The author of this book is often referred to as the pioneer of the Islamization of psychology. His famous paper “Muslim Psychologists in the Lizard’s Hole,” read at the 1976 Annual Conference of the Association of Muslim Social Scientists in Indianapolis, USA, and his best selling book, The Dilemma of Muslim Psychologists, published in London in 1978, have inspired many to refuse to uncritically accept Western psychological theories and practices and to revise them according to the Islamic worldview. The dilemma was reprinted many times and has been translated into Arabic, Turkish, Malay and Indonesian.
Born in Sudan in 1932, Professor Malik Badri received his BA. (with distinction) and his M. A. from the American University of Beirut and his Ph.D. from the University of Leicester, England. He holds a Postdoctoral Certificate of Clinical Psychology from the Department of Psychiatry of the Middlesex Hospital Medical School of London University, and is a Fellow and Chartered Psychologist of the British Psychological Society. He has been a Clinical Fellow of the Behaviour Therapy and Research Society founded by J. Wolpe since 1985, and is currently Professor of Psychology at ISTAC in Kuala Lumpur.

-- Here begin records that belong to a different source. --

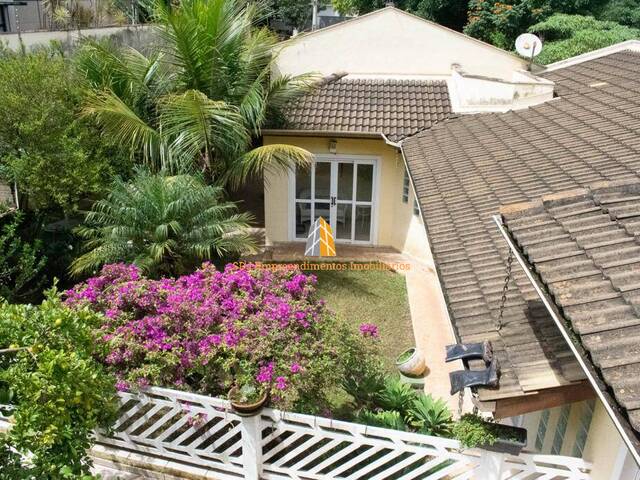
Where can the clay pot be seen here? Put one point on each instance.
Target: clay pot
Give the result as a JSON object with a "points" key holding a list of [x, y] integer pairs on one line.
{"points": [[411, 362]]}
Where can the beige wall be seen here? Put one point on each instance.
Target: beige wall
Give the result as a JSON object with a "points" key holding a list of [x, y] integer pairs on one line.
{"points": [[397, 226], [392, 42]]}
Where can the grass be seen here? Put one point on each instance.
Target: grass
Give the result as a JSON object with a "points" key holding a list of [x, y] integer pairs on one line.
{"points": [[374, 296]]}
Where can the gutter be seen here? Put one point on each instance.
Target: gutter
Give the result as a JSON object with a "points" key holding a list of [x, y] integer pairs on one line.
{"points": [[620, 422], [329, 134]]}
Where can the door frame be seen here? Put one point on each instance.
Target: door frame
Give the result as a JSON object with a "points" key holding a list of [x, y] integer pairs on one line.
{"points": [[326, 157]]}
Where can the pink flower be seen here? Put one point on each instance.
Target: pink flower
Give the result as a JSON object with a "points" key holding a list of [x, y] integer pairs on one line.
{"points": [[281, 383]]}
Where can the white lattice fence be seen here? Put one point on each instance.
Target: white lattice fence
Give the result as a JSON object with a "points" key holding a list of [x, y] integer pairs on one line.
{"points": [[301, 446], [194, 429], [179, 425]]}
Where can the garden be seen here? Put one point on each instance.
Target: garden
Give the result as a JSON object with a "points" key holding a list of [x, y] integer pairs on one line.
{"points": [[118, 240]]}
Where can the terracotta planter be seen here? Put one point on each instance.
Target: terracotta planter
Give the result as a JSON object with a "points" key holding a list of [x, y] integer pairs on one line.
{"points": [[414, 365], [413, 381], [247, 409]]}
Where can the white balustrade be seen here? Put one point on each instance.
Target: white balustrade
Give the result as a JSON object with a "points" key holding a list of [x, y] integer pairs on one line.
{"points": [[204, 431]]}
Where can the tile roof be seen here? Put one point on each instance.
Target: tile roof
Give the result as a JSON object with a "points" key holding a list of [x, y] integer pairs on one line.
{"points": [[466, 167], [396, 108], [585, 247]]}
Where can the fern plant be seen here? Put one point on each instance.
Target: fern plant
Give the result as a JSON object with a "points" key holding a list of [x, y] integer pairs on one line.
{"points": [[384, 419], [430, 416], [396, 395]]}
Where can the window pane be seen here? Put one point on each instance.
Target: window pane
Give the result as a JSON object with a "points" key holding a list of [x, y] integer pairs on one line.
{"points": [[558, 439], [405, 188], [364, 187], [323, 181], [303, 183], [303, 219], [363, 223], [343, 221], [322, 210], [345, 181], [542, 430]]}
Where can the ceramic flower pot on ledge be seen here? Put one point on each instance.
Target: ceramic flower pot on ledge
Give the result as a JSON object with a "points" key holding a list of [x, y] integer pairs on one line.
{"points": [[246, 408], [411, 363]]}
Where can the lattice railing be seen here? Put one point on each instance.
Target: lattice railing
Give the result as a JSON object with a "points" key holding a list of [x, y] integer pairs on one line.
{"points": [[198, 430], [302, 446], [179, 425]]}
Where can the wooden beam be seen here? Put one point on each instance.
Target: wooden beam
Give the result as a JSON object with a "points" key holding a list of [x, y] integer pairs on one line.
{"points": [[547, 398]]}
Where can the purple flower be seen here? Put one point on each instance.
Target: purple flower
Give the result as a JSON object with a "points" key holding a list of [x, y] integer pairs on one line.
{"points": [[281, 383], [122, 386], [266, 373]]}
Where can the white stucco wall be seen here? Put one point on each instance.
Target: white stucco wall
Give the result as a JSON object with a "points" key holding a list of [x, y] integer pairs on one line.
{"points": [[392, 42]]}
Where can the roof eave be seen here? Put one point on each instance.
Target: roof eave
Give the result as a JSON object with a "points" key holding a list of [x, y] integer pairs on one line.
{"points": [[328, 134], [621, 423]]}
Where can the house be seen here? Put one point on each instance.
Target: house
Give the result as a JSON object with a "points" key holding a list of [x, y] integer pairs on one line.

Professor Badri founded a number of counselling centres, psychological clinics and departments of psychology in various universities in the Middle East and Africa. He is Honorary and Founding President of the Sudanese Psychological Society and President of the International Association of Muslim Psychologists. He has also been a UNESCO Expert in psychology and a WHO panel member (elected expert in the Committee on Traditional Medical Practices) and co‑author of two studies on mental health problems in developing countries.